The Secesh category archive
The New Secesh have embraced today’s technology.
My local rag published the letter I wrote to the editor on Monday. You can find it on their website, but I’ll save you the trouble. Here is the text:
I find myself bemused by those who refer to the removal of Confederate monuments as “erasing history.”
Let’s consider the history.
Almost all of the monuments in question were erected in the 1890s and early 1900s coincident with the imposition of Jim Crow and the rise of the second Ku Klux Klan. They were intended to remind freed slaves and their descendants of their “place” and of who was in charge. They memorialized, not gallantry on the battlefield, but racism, oppression, and theft of labor in daily life.
When invoking history, invoke the history that was, not the history that was made up.

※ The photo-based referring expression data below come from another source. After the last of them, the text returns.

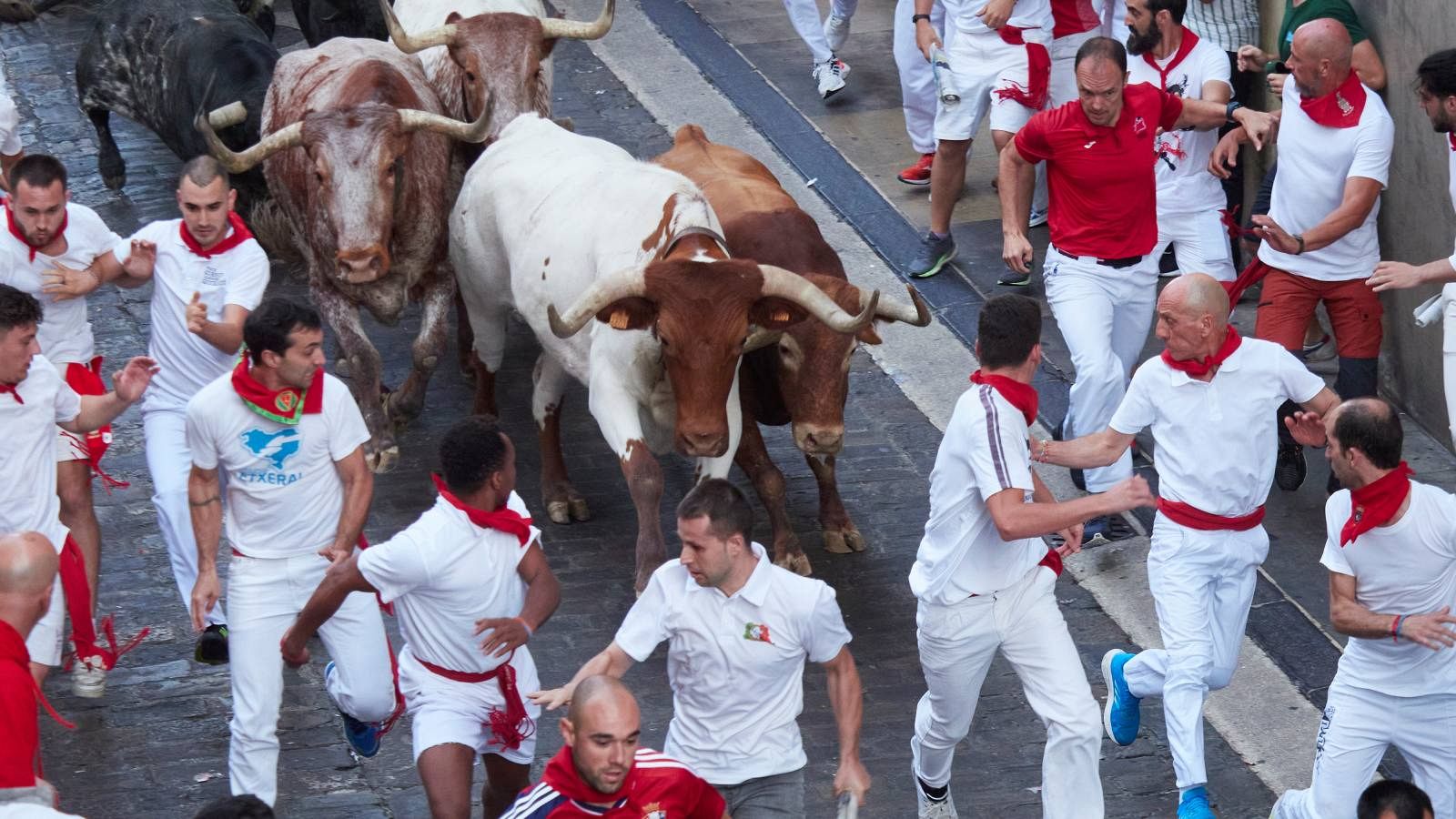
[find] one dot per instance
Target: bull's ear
(632, 312)
(776, 314)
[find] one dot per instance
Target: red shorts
(1289, 300)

Monumental mayhem in the Tar Heel state. Here’s a bit from the report:
Competing demonstrations over a Confederate monument in Alamance County ended after two supporters of the statue were arrested for assault and disorderly conduct, according to police and media reports.
Police said one of the men, 39-year-old Christopher Overman, hit Elon University professor Megan Squire, who was protesting a statue in Graham, about 55 miles northwest of Raleigh. Squire researches online right-wing extremism at the university, according to the school.
And, in more news of still rising again . . . .
In Maine, you might expect to see a moose, but a noose?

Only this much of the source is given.